What does loss.data output?

loss.data outputs a single value, as you’d expect, but it’s running_loss that’s being divided by 2000. By the time you reach that print statement, running_loss has added together 2000 loss values, so dividing by 2000 gives the average. Then running_loss is reset to zero and the process starts again.

1 Like

this is actually a little bit wrong. Its probably a upper bound on the true training error at epoch X because its updating the model during the iterations until it reaches a full epoch (i.e. the model is changing). But I guess its faster though that updating the whole model and then checking the whole train error.
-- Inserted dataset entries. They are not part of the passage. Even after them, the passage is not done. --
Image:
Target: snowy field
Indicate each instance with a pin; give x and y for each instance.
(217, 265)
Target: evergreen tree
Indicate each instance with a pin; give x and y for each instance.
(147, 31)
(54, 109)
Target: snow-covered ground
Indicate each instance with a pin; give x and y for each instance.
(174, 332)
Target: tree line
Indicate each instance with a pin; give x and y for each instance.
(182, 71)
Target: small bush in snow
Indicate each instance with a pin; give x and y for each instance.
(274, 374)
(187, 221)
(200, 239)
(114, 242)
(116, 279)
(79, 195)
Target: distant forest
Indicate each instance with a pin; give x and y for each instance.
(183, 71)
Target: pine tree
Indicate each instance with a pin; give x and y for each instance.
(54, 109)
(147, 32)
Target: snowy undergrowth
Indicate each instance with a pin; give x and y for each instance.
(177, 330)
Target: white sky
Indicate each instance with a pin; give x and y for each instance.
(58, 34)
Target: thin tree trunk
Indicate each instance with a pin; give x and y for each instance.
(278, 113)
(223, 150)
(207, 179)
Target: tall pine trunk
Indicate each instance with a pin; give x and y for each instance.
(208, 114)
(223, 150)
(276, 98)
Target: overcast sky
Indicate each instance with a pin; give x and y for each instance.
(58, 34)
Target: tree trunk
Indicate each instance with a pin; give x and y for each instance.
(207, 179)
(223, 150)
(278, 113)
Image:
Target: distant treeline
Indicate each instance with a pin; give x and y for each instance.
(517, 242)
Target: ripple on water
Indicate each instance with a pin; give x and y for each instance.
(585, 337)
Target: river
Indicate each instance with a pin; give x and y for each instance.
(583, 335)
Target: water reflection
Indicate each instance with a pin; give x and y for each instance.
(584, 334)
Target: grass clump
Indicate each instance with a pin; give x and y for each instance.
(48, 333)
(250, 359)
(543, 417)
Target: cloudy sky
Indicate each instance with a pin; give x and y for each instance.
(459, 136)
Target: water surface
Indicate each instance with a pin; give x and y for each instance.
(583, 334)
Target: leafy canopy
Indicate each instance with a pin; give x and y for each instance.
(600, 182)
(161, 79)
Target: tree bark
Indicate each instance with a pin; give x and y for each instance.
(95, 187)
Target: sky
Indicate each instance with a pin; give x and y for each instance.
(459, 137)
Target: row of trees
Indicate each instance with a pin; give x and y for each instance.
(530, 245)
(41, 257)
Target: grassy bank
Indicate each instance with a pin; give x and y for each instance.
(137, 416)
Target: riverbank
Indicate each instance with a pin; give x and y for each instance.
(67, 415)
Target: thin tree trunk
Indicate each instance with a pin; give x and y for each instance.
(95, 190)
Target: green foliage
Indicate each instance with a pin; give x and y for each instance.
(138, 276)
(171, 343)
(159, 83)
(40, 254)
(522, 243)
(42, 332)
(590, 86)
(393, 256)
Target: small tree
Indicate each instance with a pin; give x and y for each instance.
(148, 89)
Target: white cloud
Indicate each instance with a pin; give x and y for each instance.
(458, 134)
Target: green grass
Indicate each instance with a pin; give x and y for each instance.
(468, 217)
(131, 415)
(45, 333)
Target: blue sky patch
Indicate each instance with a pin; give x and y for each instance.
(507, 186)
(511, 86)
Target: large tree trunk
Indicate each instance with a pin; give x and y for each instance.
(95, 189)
there is another subtle point, even if SGD wasn’t changing the model which screws up this estimate as being exactly the train set, if the batch sizes are not all the same size then its not the right estimate because 1/n assumes all the batches are of the same size.

If the default value of size_average was set to False for the criterion (whatever the criterion might be).
Otherwise it’s the average loss of the last 2000 iterations as @swibe said.

Whats the point of tracking this? I would have thought that tracking the true train error at the end of each epoch was the goal, thus I assumed this was trying to approximate this.

I don’t know in which context this code was produced and if 2000 iterations are one epoch.

How would you define the “true” train error at the end of each epoch?
Would you just use the last batch loss, the average of all batches or in the worst case iterate the training set in eval mode and print the loss?

I just guess the code runs quite fast, the user didn’t want his terminal to be flooded with a lot of information (printing might also be quite expensive if you do it at high frequencies), and thus only prints the average of the last 2000 batches.

The true train error is the train error of the model at epoch T. I assumed this was approximating this by take the average loss of the last 2000 iterations.